SPEECH ON THE PRESIDENT'S

III

MESSAGE TRANSMITTING THE

CONSTITUTION OF CALIFORNIA

MR. CHAIRMAN: This lengthened debate, in my judgment, has been productive of at least one good result. It has disclosed, beyond all question of denial or equivocation, the policy and purpose of the South. It affords ample justification, if any were needed where the path of duty is so clearly marked out, for firm adherence to that policy, upon which I have stood from the first, and upon which I intend to stand throughout this momentous struggle.1

Of the character of this struggle, if there were ever room for doubt, there can be doubt no longer.
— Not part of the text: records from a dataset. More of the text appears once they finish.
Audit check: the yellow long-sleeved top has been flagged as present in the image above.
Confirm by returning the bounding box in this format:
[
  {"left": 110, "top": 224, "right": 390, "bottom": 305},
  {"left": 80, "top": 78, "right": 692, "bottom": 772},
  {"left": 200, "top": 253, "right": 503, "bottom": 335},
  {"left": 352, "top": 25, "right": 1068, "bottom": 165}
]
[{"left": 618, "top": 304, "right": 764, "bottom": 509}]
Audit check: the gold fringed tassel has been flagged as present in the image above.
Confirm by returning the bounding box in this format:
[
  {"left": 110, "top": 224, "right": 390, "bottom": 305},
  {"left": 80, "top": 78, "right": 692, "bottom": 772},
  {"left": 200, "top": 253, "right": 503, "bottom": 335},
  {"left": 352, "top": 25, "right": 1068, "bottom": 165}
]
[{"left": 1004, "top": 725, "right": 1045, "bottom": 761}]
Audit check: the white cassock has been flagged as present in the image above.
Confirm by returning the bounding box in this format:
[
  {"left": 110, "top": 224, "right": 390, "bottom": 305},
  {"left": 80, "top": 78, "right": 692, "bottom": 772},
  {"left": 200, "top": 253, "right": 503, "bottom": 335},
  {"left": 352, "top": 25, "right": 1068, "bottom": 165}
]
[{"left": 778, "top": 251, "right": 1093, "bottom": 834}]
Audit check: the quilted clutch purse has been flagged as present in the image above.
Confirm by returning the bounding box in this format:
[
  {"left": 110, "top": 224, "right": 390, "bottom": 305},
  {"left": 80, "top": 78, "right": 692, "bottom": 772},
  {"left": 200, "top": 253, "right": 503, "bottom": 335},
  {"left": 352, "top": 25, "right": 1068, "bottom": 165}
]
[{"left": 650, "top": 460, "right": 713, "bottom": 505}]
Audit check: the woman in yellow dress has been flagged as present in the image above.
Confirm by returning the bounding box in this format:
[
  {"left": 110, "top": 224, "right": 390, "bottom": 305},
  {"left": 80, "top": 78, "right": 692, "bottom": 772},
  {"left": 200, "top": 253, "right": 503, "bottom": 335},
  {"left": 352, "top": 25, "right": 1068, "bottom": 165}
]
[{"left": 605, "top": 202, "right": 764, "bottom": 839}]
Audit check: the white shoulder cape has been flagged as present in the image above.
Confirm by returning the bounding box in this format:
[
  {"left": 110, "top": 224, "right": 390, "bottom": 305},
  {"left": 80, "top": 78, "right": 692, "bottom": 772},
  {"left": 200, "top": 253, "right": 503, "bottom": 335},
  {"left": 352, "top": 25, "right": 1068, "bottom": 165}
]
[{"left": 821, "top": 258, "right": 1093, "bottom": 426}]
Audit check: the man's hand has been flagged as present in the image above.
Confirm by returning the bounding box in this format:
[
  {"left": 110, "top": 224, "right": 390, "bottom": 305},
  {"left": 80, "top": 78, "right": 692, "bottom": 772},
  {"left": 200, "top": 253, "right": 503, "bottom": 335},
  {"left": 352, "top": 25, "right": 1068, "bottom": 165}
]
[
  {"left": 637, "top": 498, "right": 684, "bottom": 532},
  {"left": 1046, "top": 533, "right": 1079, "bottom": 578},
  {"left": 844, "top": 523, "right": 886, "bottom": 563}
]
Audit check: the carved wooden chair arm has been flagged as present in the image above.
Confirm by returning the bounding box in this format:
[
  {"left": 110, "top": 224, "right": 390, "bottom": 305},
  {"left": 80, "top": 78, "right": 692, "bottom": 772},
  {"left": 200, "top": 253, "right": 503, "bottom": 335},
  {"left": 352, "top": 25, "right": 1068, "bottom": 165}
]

It must now be conceded that there is substance in this controversy-that the principle of positive prohibition by Congress against slavery in the territories of the nation, is not an abstraction, having no practical object, and leading to no practical result. Four years of earnest, and often acrimonious debate in the halls of this Capitol-an agitation widespread as the country, reaching all classes, and stirring to their profoundest depths the passions of men, attests the magnitude of the struggle, and the mighty interests dependent upon its issue. Except that protracted and bloody conflict which gave birth to the nation none has arisen, and, in my judgment, none will arise in our subsequent history, involving interests so vast, consequences so momentous for good or evil, as the one now pressing its fearful weight upon us-reaching, as it does, to the remotest posterity, and involving, if not the existence, the character and policy of our Government, so long as we shall have a name and a place among the family of nations. The ultimate decision of the present controversy will settle the great question, of the condition and destiny of the southern half of this Continent. It will

1 Delivered in the House of Representatives, May 3, 1850. Cong. Globe, Thirty-first Congress., 1st session, Appendix, pp. 511, et seq. See conclusion of Chapter XXIII.